Infosys operating margin

Before last quarter’s results, Infosys was doing a relatively better job of gaining investor approval. This time last year, TCS shares enjoyed a 15% higher valuation than Infosys, based on analysts’ expectations of future earnings. By this week, that had turned into a small discount.

Then on Thursday, TCS beat revenue and profit estimates for the June quarter, but operating margins shrank to 25%. That’s below the management’s targeted range of 26% to 28%, according to Bloomberg Intelligence. Infosys, which reported on Friday, cut its sales forecast for the year. Worse still, its operating margin came in at just 24.1%, extending a nearly four-year decline in relative profitability for the Bangalore-based group.

Two years ago, Infosys tapped SAP executive Vishal Sikka to take over from the founders, who all seemed bent on having a go at running the company before retirement. For a while, it looked like they might run it aground. But while Infosys has steadied under Sikka, it’s increasingly clear that the new normal for operating margins for both Infosys and TCS may be around 25%, and not the 29% to 31% that at least Infosys used to hit fairly regularly before its management merry-go-around left it dizzy.

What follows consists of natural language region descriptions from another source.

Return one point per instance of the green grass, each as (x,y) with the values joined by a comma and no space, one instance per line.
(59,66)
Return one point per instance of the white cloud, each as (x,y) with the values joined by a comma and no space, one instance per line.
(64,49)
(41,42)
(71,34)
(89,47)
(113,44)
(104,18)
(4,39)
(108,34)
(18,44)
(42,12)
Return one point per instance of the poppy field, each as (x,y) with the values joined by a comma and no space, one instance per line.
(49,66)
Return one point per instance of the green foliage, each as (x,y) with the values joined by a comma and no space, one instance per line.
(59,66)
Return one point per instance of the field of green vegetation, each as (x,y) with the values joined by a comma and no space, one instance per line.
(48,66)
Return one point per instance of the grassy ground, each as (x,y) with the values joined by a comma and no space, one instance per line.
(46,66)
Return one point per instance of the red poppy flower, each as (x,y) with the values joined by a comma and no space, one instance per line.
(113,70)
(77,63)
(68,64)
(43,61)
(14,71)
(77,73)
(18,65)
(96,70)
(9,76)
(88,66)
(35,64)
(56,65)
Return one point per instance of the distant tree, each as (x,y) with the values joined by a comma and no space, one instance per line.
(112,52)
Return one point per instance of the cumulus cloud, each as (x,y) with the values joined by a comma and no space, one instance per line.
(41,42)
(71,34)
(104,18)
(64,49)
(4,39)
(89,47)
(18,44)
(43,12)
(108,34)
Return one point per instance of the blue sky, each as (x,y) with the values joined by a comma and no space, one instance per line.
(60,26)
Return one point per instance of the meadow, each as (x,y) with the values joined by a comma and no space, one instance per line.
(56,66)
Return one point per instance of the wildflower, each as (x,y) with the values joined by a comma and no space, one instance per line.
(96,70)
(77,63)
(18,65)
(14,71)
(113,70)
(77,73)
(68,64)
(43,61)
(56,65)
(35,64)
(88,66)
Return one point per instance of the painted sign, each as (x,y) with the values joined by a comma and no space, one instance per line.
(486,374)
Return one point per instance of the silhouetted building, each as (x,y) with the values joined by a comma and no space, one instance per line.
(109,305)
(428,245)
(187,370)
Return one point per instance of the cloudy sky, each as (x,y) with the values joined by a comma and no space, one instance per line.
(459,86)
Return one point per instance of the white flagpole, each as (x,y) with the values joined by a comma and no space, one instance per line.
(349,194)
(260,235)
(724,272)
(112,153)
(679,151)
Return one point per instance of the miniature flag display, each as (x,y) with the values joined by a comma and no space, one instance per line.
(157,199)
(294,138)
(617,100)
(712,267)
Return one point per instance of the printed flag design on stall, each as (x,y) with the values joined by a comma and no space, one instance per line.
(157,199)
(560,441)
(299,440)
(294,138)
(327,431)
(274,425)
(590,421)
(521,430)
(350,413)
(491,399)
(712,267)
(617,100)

Profitability is now capped by robots, or, to be more specific, a combination of artificial intelligence, digital technologies, blockchain and other innovations that are challenging the traditional strategy of throwing people at complex software problems and charging clients for their time. But while the large Indian vendors are themselves investing in these new areas, so much of their legacy business depends on exploiting the price difference between techies in the West and in developing countries, it’s not clear if they’ll be able to switch to a people-lite business model in time.

For the top four Indian vendors, growth in total employment has slowed to 8% levels, from 106% in the year ended in March 2012. But nimbler challengers are threatening to nibble at juicy businesses faster than the Indian companies can slim down. For instance, UK-based start-up Thought Machine has created a new, blockchain-based core banking package that resides in the cloud and won’t require expensive in-house data centers, according to a report this week in Artificial Intelligence Online.

TCS has made two acquisitions of more than $500 million in value, according to Bloomberg-compiled data. The last was in 2014. Infosys hasn’t done any of that size with its $5 billion in cash. TCS fell as much as 3.8% in Mumbai on Friday, while Infosys slumped almost 11%. The relative performance of the two is no longer much of an investment theme. Of far greater importance is how they take on those robots. Bloomberg

This column does not necessarily reflect the opinion of Bloomberg LP and its owners.